Men have been looking for old trees, and by extension, the oldest tree, for many years. The thinking had been that the best candidate was the Bristlecone Pines found in the desolate, grey isolation of the Great Basin of Nevada. Those trees, and one in particular (named Methuselah), was deemed to be about 4,853 years old with a trunk of almost ten feet in diameter. Most people might think it would be the mighty Sequoias or Redwoods that tower in the northern parts of California, but size is not really the strongest indicator of age. It seems these Bristlecone Pines grow very wide and squat rather than tall and majestic. They grow very slowly with each ring proving to be a very tight and hardened addition to its ever-expanding skin. It seems this tight hardness gives the Bristlecone an impermeable presence that predators and disease cannot easily penetrate. This and the same sort of harsh and desolate environment that the Arctic Poppy enjoys makes the Bristlecone very hardy. But then a Chilean scientist has found that the southernmost tree in existence these days is on a little peninsula off of Isla Hornos, looking out over the treacherous Cape Horn to the south where the Drake Passage lies. Millennia ago there were trees on Antarctica, but no longer, making Isla Hornos the holder of that southernmost tree accolade. The team found the southernmost tree on a north-facing slope, sheltered from the hurricane force winds coming off Cape Horn.
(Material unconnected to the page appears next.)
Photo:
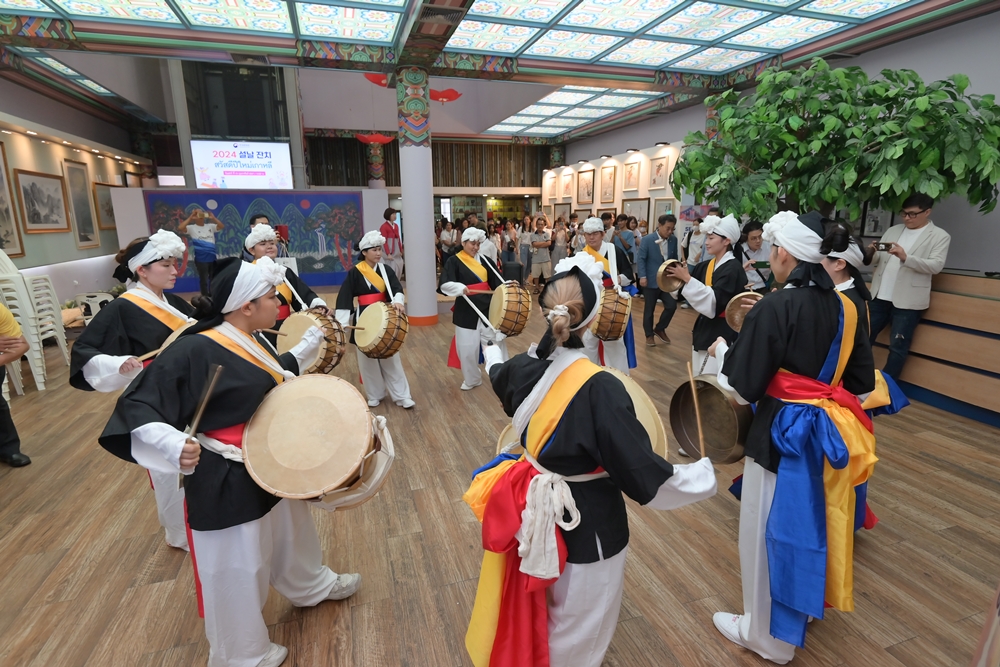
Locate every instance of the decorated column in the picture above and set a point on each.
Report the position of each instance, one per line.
(415, 169)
It was a Magellan Beech tree of about 41 years in age and is only two feet high thanks to the harsh winds. So, not the oldest tree. It seems now that Methuselah does have a Chilean competitor (still to be scientifically verified) in the form of a Patagonian Cypress that has been found in a Patagonian ravine. That tree, with its 12 foot diameter trunk is deemed to be about 5,400 years old, and unlike its young cousin on Isla Hornos where the conditions are so harsh, this one seems to live in a protected ravine where natural predators are kept at bay since the last ice age.
Life may be harsh and that may lead to longevity, but you have to hand it to a species like man that will take the time and go to the trouble to find the northernmost flower and the southernmost tree as well as the oldest living tree, just because he can.